Boyd verbrachte den Rest des Morgens mit Markoff. Gemeinsam gingen sie in den Laboratorien umher und unterhielten sich über die Unterschiede der zytologischen Entwicklungen auf dem Mars und auf der Erde. Der Bischof wurde auf beiden Planeten als ein großartiger Wissenschaftler geachtet, doch er behandelte Boyd wie einen Gleichwertigen, und dieser genoß das. Es war die erste Erfahrung uneingeschränkten Akzeptiertwerdens und vielleicht auch die letzte. Der Mars würde seine Fähigkeiten sicherlich niemals zur Kenntnis nehmen. Dann kam das Fahrzeug, das ihn zum Flughafen brachte. Die lange Fahrt durch die überfüllten Straßen, die sich jenseits der Mauer der großen Kathedrale erstreckten, ließ die Freude des Gesprächs mit Markoff allerdings rasch wieder in Vergessenheit geraten.

Der größte Teil des Flugzeugs war angefüllt mit Fracht, lediglich ein Sitz neben dem jungen Piloten war frei. Dieser erlaubte allerdings einen exzellenten Blick über das Land, und sie flogen niedrig genug, um alle Details erkennen zu können, zumal sie sich mit weniger als dreihundert Meilen pro Stunde bewegten.

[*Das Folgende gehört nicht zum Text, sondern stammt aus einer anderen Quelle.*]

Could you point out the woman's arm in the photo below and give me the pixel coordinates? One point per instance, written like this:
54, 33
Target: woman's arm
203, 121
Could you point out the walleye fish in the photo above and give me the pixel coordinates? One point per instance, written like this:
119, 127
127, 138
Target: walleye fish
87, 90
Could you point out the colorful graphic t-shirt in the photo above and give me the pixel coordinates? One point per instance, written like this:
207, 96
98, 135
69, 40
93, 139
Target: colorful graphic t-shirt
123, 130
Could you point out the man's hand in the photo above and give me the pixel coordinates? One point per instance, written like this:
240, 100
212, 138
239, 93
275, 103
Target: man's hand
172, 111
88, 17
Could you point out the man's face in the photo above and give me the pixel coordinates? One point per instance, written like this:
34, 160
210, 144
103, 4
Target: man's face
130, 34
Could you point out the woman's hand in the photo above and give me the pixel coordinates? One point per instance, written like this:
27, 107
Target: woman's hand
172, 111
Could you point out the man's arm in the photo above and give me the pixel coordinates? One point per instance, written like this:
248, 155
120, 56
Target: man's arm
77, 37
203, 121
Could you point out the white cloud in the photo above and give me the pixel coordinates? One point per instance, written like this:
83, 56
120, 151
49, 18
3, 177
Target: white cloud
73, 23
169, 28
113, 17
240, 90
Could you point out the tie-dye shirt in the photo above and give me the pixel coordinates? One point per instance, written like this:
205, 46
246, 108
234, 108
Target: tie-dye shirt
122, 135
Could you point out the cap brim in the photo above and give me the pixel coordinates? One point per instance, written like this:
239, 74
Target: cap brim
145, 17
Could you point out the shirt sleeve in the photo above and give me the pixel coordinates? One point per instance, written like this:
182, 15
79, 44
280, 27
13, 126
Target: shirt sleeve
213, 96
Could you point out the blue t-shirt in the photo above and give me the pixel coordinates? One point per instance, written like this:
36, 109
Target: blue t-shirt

Mit einem derart geringen Luftverkehr, erfuhr Boyd, war das Steuern eines Flugzeuges wieder hauptsächlich eine Erfahrungssache und hing mehr von Landemarken als von der Navigation ab. Es gab keinen Kopiloten, und das einzige, was man bei schlechtem Wetter tat, war, zu landen und zu warten, bis es vorüber war. Wie so viele Berufe mit Geschick und Fingerspitzengefühl war auch der des Piloten eine zum Teil vererbbare Begabung.

Sie überflogen die kahlen, entblößten Appalachen und sanken in das Ohiotal hinein. Jeder Quadratzentimeter des Bodens schien kultiviert, in Terrassen angelegt und in kleine Felder aufgeteilt zu sein. Von Larkin, dem Piloten, erfuhr Boyd, daß die meisten anfallenden Arbeiten von Hand erledigt wurden, von den ganz großen Gütern mal abgesehen; Zugtiere fraßen zuviel, und motorgetriebene Ausrüstung stand außer Frage, wenn der Besitzer nicht gerade Kongreßabgeordneter war.

„Die Parasiten von der Regierung und die Mönchskloster werden eines Tages alles besitzen“, sagte Larkin, als sie über ein Gut hinwegflogen, das sich über viele Meilen erstreckte. „Mein Großonkel war ein Farmer. Er hatte ungefähr 8000 Ar drüben in Kentucky und fünf Söhne, an die er es verteilen wollte. Als er starb, bekamen seine Kinder vierhundert Ar. Mit den Kosten für die Fruchtbarmachung können sie so gerade über die Runden kommen. Aber teilen Sie mal vierhundert Ar durch fünf. Das wird nicht funktionieren. Daher wird die nächste Generation das Land an ein Gut verkaufen, und die Kinder ziehen in die Stadt.“

Einmal gingen sie in der Nähe eines Flusses tiefer, wo Frauen mit Handpumpen das Wasser in die Bewässerungskanäle pumpten. Das Ganze sah aus wie ein Fresko aus dem alten Ägypten. Wie man sehr deutlich sehen konnte, wurde das Land in regelmäßigen Abständen überflutet, wie auch das Land am Nil. Es gab inzwischen zu wenig Bäume, die die Regenfälle im Frühling aufsaugen konnten, und zudem verlief der Ruß größtenteils unkontrolliert, abgesehen von einigen nutzlosen Uferbefestigungen und Dämmen. Er erinnerte sich, über die große Missouri-Flut gelesen zu haben, bei der siebzehn Millionen ihr Zuhause verloren hatten.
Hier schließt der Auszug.